Figure 2.

Effects of PHA on the phosphorylation and expression of c-Met, Mcl-1, and Bcl-2 in HSC-3 cells. (A,B) HSC-3 cells were treated with vehicle control (DMSO; 0.1%) or PHA (5 μM) for the indicated times. At each time point, whole-cell lysates were prepared and analyzed by Western blotting to measure the expression levels of phosphorylated (p) and total (T)-c-Met (A) and expression levels of Mcl-1, Bcl-2, and actin (B). (C) HSC-3 cells were treated with vehicle control or PHA (5 μM) in triplicate experiments at 24 h, followed by Western blotting to measure the protein expression levels of Mcl-1, Bcl-2, and actin. (D) The densitometric data in (C) show the protein expression levels of Mcl-1 or Bcl-2 normalized to control actin protein levels.
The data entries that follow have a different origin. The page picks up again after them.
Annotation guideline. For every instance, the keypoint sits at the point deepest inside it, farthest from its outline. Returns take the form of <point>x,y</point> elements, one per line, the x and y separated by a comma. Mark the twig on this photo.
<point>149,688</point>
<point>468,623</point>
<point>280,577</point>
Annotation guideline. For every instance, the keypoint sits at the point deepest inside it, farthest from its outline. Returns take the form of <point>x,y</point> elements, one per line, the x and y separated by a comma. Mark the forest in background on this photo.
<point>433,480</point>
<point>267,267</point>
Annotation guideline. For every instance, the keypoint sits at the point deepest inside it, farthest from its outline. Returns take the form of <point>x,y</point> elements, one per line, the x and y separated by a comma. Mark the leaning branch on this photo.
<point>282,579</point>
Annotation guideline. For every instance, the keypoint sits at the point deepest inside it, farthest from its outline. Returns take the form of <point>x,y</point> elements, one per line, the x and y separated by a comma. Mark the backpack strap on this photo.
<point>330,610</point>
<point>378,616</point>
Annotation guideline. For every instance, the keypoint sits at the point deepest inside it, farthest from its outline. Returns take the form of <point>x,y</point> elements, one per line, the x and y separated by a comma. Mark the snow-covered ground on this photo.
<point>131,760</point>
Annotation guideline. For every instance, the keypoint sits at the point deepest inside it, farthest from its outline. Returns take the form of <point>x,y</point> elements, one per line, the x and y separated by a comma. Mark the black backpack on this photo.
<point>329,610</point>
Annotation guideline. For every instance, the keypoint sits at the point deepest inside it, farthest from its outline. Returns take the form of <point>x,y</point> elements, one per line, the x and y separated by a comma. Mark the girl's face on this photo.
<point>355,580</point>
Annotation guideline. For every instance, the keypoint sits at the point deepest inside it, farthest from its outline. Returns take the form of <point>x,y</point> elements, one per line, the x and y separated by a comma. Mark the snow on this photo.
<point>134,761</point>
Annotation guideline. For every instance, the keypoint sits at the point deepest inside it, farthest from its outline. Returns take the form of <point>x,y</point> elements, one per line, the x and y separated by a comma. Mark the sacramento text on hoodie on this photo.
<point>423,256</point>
Data are the means ± SE of three independent experiments. * p < 0.05 compared with vehicle control. (E) HSC-3 cells were treated with vehicle control or PHA (5 μM) in triplicate experiments at 24 h. Total cellular RNA was extracted and analyzed by RT-PCR to measure Mcl-1 or β-actin mRNA expression levels. (F) The densitometric data in (E) with the mRNA expression levels of Mcl-1 normalized to control actin mRNA levels. Data are the means ± SE of three independent experiments.